1.The Diagnostic Value of the Adenosine Deaminase Activity in the Pleural Fluid of Renal Transplant Patients with Tuberculous Pleural Effusion.
Jae Ho CHUNG ; Yu Seun KIM ; Soon Il KIM ; Kiil PARK ; Moo Suk PARK ; Young Sam KIM ; Se Kyu KIM ; Joon CHANG ; Sung Kyu KIM
Yonsei Medical Journal 2004;45(4):661-664
The assessment of the adenosine deaminase activity (ADA) in the pleural effusion is used for the diagnosis of tuberculous pleural effusion (TPE). To examine whether the procedure can be applied to immunocompromised patients, we analyzed the ADA activity in the pleural fluid of renal transplant recipients.

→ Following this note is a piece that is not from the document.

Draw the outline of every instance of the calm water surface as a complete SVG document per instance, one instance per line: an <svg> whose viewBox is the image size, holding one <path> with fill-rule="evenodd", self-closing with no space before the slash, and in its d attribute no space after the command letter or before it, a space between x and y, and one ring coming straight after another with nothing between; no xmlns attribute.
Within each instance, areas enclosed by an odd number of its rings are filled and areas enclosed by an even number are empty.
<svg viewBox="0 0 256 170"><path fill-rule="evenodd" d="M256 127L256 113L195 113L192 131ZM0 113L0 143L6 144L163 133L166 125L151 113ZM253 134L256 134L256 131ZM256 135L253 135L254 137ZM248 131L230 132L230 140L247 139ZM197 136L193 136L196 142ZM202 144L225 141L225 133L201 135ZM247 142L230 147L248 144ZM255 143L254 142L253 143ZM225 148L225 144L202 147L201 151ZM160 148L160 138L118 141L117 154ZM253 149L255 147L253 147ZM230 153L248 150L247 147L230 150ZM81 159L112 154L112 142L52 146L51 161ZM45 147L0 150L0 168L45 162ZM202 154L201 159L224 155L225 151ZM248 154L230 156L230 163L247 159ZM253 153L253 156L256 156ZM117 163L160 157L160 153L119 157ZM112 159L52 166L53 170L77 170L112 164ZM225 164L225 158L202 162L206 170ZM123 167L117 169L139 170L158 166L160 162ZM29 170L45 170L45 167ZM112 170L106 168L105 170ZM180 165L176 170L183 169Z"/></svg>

We studied 23 renal transplant patients with TPE (21 men and 2 women; the mean age, 33 years). They were treated at the Yonsei University Hospital between January 1985 and December 2001. Patients with granuloma in the pleural biopsy specimen or positive for Mycobacterium tuberculosis in the pleural fluid culture were recruited. The ADA activity in the pleural effusion of 23 renal transplant patients with TPE was compared with 23 immunocompetent patients with TPE. The mean ADA activity was 69.5 +/- 4.6 in renal transplant patients and 65.0 +/- 4.9 U/L in immunocompetent patients. Applying the 40 U/L cut-off point, the positivity of ADA was 91.3% in renal transplant patients, and 86.9% in immunocompetent patients. We thus concluded that the measurement of ADA in the pleural fluid is a useful means in the diagnosis of TPE in renal transplant patients.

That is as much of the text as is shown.